What two steps of the CJMM are included in the assessment step of the nursing process?
- A. noticing cues and evaluating outcomes
- B. analyzing cues and generating solutions
- C. noticing and analyzing cues
- D. analyzing cues and taking action
Correct Answer: A
Rationale: In the assessment step of the nursing process, two steps of the CJMM (Clinical Judgment Model) that are included are noticing cues and evaluating outcomes. Noticing cues involves observing and recognizing relevant information or data related to the patient's health status, while evaluating outcomes involves assessing the effectiveness of the nursing interventions and patient responses to the care provided. By noticing cues, nurses gather information that guides their decision-making process, and by evaluating outcomes, they determine the impact of their actions on the patient's health and adjust the plan of care as needed. These two steps are essential in the assessment phase as they contribute to developing a comprehensive understanding of the patient's needs and progress towards achieving desired health outcomes.

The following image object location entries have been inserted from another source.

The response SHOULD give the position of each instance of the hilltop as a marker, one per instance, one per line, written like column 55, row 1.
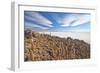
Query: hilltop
column 39, row 46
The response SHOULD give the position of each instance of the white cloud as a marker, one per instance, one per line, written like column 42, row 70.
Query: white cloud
column 30, row 25
column 75, row 19
column 39, row 19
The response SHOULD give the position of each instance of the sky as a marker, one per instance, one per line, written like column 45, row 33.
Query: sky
column 57, row 21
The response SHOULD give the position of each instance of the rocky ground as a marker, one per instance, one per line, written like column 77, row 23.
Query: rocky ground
column 40, row 47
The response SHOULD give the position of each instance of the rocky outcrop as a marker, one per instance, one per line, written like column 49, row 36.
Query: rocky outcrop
column 40, row 47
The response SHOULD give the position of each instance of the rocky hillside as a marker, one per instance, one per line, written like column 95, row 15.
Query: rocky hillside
column 39, row 47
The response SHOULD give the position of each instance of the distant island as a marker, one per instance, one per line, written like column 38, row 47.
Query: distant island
column 43, row 47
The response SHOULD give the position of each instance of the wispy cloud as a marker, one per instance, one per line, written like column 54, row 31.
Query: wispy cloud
column 38, row 18
column 32, row 25
column 75, row 19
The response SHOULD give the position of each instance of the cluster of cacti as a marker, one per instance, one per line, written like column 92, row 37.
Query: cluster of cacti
column 40, row 47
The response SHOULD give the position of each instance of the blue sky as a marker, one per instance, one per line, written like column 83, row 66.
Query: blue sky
column 56, row 21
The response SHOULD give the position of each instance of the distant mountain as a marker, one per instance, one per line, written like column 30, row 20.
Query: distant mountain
column 39, row 47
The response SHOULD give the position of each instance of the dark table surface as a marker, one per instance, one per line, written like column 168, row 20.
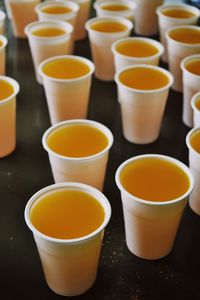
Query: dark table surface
column 121, row 275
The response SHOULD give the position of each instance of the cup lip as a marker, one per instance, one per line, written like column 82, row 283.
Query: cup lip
column 65, row 123
column 182, row 6
column 59, row 3
column 167, row 35
column 188, row 136
column 15, row 86
column 193, row 101
column 166, row 72
column 125, row 21
column 157, row 44
column 56, row 23
column 187, row 59
column 161, row 156
column 4, row 40
column 99, row 196
column 75, row 57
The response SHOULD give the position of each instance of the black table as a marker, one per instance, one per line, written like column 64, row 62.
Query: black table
column 121, row 275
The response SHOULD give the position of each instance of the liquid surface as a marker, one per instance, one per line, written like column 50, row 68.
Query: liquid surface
column 186, row 35
column 66, row 68
column 6, row 89
column 77, row 140
column 194, row 66
column 178, row 13
column 154, row 179
column 48, row 32
column 143, row 78
column 136, row 49
column 67, row 214
column 56, row 10
column 115, row 7
column 108, row 26
column 195, row 140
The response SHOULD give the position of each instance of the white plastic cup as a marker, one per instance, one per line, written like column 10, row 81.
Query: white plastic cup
column 129, row 13
column 22, row 12
column 70, row 265
column 166, row 22
column 142, row 110
column 191, row 85
column 67, row 98
column 151, row 226
column 122, row 60
column 194, row 164
column 101, row 42
column 146, row 22
column 8, row 119
column 2, row 21
column 178, row 51
column 88, row 169
column 46, row 47
column 196, row 110
column 3, row 44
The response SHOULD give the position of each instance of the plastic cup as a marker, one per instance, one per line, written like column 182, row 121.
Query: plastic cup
column 178, row 51
column 122, row 60
column 142, row 110
column 151, row 226
column 67, row 98
column 167, row 22
column 101, row 11
column 194, row 164
column 101, row 42
column 22, row 13
column 3, row 44
column 8, row 119
column 87, row 169
column 2, row 21
column 146, row 22
column 70, row 265
column 195, row 103
column 191, row 85
column 43, row 47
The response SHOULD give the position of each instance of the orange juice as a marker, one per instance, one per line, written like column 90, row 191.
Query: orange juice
column 67, row 214
column 154, row 179
column 195, row 140
column 108, row 26
column 48, row 32
column 186, row 35
column 77, row 140
column 115, row 7
column 142, row 78
column 66, row 68
column 178, row 13
column 56, row 9
column 136, row 48
column 6, row 89
column 193, row 66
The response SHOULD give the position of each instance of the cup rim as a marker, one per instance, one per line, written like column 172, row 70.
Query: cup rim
column 15, row 86
column 188, row 136
column 182, row 6
column 161, row 156
column 187, row 59
column 106, row 131
column 99, row 196
column 125, row 21
column 182, row 27
column 166, row 72
column 53, row 22
column 157, row 44
column 193, row 101
column 76, row 57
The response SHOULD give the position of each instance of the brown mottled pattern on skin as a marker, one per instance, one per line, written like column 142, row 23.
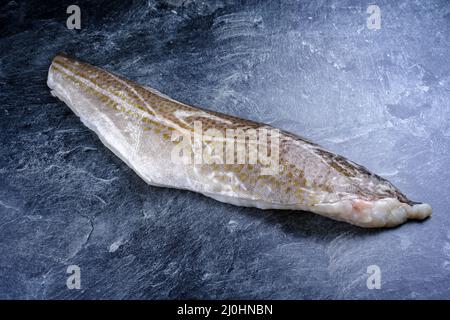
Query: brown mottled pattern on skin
column 307, row 174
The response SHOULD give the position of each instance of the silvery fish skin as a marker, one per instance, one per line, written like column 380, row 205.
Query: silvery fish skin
column 143, row 127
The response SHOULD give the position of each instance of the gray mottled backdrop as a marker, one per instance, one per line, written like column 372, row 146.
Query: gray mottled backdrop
column 379, row 97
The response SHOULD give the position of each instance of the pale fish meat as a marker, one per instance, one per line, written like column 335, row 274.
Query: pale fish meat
column 171, row 144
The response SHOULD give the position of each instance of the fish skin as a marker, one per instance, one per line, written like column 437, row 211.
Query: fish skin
column 138, row 124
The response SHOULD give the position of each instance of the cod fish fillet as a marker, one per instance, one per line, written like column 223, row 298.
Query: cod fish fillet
column 237, row 161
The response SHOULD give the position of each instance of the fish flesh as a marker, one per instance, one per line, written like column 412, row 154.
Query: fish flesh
column 233, row 160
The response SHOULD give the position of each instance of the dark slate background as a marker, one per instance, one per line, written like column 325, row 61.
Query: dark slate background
column 379, row 97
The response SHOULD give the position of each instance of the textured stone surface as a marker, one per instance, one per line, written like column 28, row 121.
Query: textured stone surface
column 381, row 98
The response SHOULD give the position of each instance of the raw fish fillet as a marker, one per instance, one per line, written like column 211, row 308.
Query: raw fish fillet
column 161, row 140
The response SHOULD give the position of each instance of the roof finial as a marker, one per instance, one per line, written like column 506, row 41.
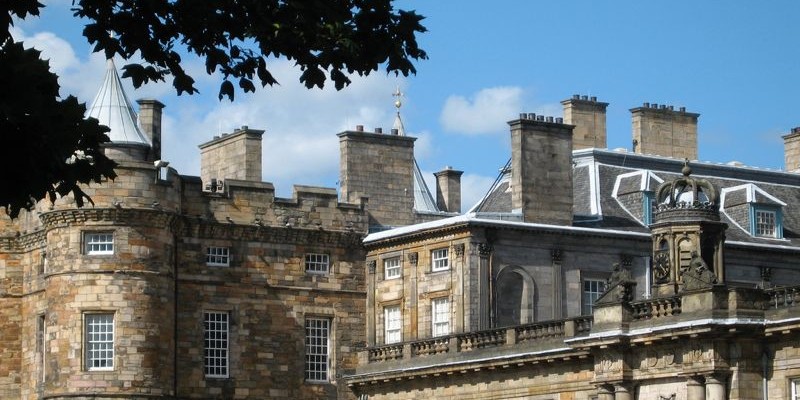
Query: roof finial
column 398, row 94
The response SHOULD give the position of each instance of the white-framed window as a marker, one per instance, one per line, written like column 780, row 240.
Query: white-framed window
column 41, row 332
column 317, row 263
column 393, row 324
column 318, row 331
column 98, row 243
column 765, row 222
column 440, row 260
column 440, row 316
column 215, row 344
column 592, row 289
column 391, row 268
column 99, row 341
column 218, row 256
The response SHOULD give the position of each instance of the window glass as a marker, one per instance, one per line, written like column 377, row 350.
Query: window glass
column 99, row 243
column 317, row 349
column 391, row 268
column 393, row 323
column 440, row 260
column 317, row 263
column 215, row 344
column 99, row 341
column 440, row 316
column 592, row 289
column 218, row 256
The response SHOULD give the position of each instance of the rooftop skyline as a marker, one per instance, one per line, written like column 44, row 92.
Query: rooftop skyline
column 733, row 63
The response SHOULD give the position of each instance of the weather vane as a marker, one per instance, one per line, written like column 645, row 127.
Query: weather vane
column 397, row 94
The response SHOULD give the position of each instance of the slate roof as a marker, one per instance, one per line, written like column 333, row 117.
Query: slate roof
column 608, row 187
column 113, row 109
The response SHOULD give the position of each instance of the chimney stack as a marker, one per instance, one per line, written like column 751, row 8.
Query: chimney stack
column 541, row 169
column 150, row 111
column 381, row 168
column 791, row 150
column 662, row 131
column 448, row 190
column 232, row 156
column 589, row 117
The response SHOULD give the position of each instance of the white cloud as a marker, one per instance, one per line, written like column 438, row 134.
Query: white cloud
column 300, row 145
column 485, row 112
column 473, row 188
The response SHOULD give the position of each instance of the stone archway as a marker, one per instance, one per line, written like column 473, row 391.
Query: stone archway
column 515, row 303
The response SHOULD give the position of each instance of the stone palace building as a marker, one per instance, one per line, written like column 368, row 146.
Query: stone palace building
column 584, row 273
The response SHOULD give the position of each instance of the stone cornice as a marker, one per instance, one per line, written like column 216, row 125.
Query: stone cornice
column 270, row 234
column 128, row 216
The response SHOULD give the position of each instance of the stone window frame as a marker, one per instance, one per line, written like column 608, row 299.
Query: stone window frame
column 588, row 298
column 776, row 223
column 392, row 271
column 441, row 261
column 210, row 344
column 92, row 344
column 41, row 342
column 218, row 256
column 794, row 387
column 317, row 365
column 444, row 322
column 317, row 263
column 99, row 239
column 386, row 326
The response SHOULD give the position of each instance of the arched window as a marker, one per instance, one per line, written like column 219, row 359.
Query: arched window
column 515, row 297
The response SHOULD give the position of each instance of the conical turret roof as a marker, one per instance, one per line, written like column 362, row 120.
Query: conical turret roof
column 113, row 109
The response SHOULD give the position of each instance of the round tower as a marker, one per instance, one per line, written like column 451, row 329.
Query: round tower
column 687, row 229
column 108, row 304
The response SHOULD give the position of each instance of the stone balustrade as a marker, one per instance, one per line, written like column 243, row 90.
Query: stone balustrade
column 485, row 339
column 656, row 308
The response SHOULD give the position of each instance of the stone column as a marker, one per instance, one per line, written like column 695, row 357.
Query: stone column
column 695, row 390
column 623, row 391
column 605, row 392
column 715, row 388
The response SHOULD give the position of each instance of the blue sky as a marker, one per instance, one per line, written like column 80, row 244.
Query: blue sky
column 735, row 62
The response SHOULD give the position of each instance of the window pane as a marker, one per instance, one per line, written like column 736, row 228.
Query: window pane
column 393, row 322
column 440, row 316
column 439, row 260
column 99, row 341
column 391, row 268
column 218, row 256
column 99, row 243
column 215, row 347
column 317, row 263
column 317, row 348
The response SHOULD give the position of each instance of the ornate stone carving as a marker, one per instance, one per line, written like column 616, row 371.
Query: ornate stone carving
column 484, row 249
column 619, row 286
column 661, row 267
column 458, row 249
column 555, row 255
column 698, row 275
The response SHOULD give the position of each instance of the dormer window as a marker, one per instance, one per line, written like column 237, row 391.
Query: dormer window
column 766, row 221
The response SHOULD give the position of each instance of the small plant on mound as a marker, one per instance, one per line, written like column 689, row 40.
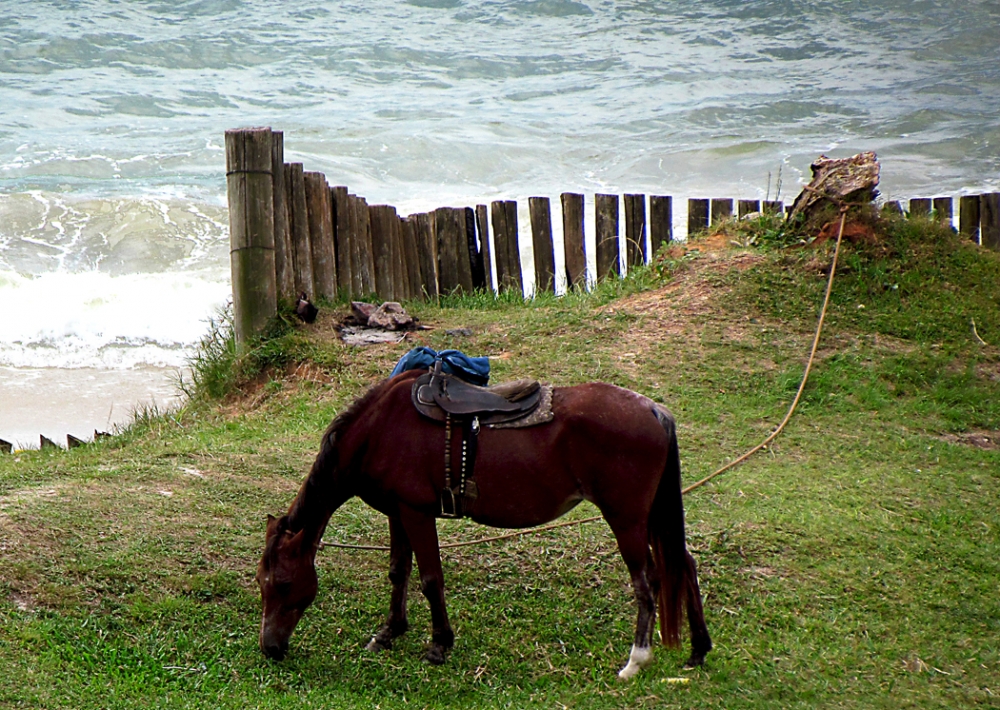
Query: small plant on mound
column 218, row 368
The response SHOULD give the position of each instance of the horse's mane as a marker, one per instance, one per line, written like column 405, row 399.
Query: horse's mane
column 343, row 420
column 317, row 485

The nurse is caring for a client in labor with meconium-stained amniotic fluid. What is the priority action?
- A. Administer oxygen to the mother.
- B. Notify the healthcare provider.
- C. Prepare for potential neonatal resuscitation.
- D. Increase IV fluid rate.
Correct Answer: C
Rationale: Meconium-stained amniotic fluid poses a risk of aspiration; preparation for neonatal resuscitation is critical.